DL0030 Positional Encoding

Written by

Explain “Positional Encoding” in Transformers. Why is it necessary?

Answer

Positional encoding is crucial in Transformers to equip the model with an understanding of token order while maintaining full parallel computation. Fixed sinusoidal functions offer parameter-free generalization to unseen lengths, learned embeddings provide task-specific flexibility, and relative schemes directly capture inter-token distances.

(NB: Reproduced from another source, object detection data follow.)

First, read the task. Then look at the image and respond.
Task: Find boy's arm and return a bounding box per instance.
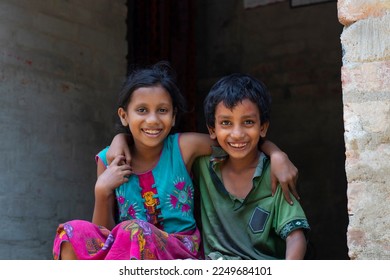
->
[260,140,300,204]
[286,229,306,260]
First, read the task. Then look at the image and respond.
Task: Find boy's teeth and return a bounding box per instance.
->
[230,143,245,148]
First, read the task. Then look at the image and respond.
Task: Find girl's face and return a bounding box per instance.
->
[118,86,175,148]
[209,99,268,163]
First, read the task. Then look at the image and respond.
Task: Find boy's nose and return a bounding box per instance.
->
[230,127,244,139]
[146,113,158,123]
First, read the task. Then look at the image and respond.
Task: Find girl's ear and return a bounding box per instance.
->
[118,108,129,126]
[260,122,269,138]
[207,126,217,140]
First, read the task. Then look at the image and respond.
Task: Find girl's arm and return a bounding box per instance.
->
[286,229,306,260]
[92,156,131,230]
[107,132,300,204]
[260,140,300,204]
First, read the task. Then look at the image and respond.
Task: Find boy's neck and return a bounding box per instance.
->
[222,151,260,173]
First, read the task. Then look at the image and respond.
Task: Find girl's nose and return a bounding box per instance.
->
[230,126,244,139]
[146,113,158,123]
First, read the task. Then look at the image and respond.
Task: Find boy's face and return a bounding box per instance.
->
[209,99,269,162]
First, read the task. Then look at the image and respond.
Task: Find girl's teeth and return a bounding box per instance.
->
[230,143,245,148]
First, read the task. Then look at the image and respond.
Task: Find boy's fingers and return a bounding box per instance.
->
[282,185,294,205]
[271,176,278,196]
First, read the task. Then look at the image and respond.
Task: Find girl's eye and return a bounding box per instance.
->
[221,121,231,126]
[158,108,168,113]
[137,108,146,113]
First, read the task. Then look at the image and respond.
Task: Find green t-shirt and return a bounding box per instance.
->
[193,151,310,260]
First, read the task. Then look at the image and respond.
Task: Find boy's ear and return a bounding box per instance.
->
[207,126,217,140]
[260,122,269,138]
[118,108,129,126]
[172,112,176,127]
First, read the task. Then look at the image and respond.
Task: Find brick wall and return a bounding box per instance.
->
[0,0,127,259]
[197,0,348,259]
[338,0,390,260]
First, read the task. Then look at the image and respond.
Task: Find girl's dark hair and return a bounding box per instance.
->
[203,73,271,128]
[117,61,186,133]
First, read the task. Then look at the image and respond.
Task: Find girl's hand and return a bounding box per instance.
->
[95,155,132,195]
[106,133,131,164]
[271,151,300,205]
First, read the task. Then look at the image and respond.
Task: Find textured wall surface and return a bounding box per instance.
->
[197,0,348,259]
[338,0,390,259]
[0,0,127,259]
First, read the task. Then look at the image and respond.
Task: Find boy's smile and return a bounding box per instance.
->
[209,99,268,160]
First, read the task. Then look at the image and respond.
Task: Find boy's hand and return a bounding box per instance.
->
[107,133,131,164]
[271,152,300,205]
[95,155,132,194]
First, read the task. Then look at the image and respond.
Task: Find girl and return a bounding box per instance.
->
[53,62,298,259]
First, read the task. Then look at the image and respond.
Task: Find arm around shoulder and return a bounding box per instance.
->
[286,229,306,260]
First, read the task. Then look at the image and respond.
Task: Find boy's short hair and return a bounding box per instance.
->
[203,73,271,128]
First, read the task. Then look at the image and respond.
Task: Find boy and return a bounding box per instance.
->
[193,74,309,259]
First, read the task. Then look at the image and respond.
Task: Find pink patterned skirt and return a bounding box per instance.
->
[53,219,204,260]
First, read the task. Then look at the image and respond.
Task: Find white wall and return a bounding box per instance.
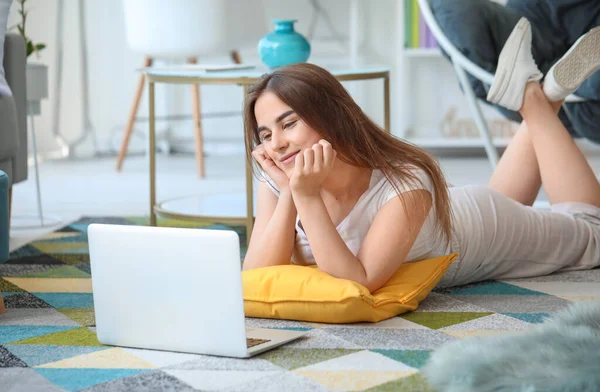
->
[9,0,396,156]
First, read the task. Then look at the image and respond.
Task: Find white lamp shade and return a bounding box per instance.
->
[123,0,226,58]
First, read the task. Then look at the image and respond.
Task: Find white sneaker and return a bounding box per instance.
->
[543,26,600,101]
[487,18,543,111]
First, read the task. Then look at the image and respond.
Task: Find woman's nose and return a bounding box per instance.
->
[271,132,287,151]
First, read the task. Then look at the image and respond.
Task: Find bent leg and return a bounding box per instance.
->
[521,83,600,207]
[445,186,600,286]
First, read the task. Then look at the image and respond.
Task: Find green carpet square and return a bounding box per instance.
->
[56,308,96,327]
[400,312,493,329]
[19,265,91,279]
[259,347,362,370]
[0,278,25,293]
[365,373,435,392]
[11,328,103,346]
[371,349,431,369]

Self-attention is permutation-invariant and, on its own, cannot distinguish token order. Positional encodings inject sequence information by adding position-dependent vectors to token embeddings.

Encoding types:
(1) Fixed (sinusoidal): Predefined functions of position. Sinusoidal (fixed) encodings utilize sine and cosine functions at different frequencies, enabling the model to learn both relative and absolute positions.
(2) Learned: Learned during training as parameters. Learned positional embeddings are trainable vectors but may not generalize beyond the maximum training length.

Sinusoidal Encoding Formula:
$PE_{(pos, 2i)} = \sin\left(\frac{pos}{10000^{\frac{2i}{d_{\text{model}}}}}\right)$
$PE_{(pos, 2i+1)} = \cos\left(\frac{pos}{10000^{\frac{2i}{d_{\text{model}}}}}\right)$
Where:
$pos$ : token position in the sequence
$i$ : dimension index
$d_{\text{model}}$ : embedding dimension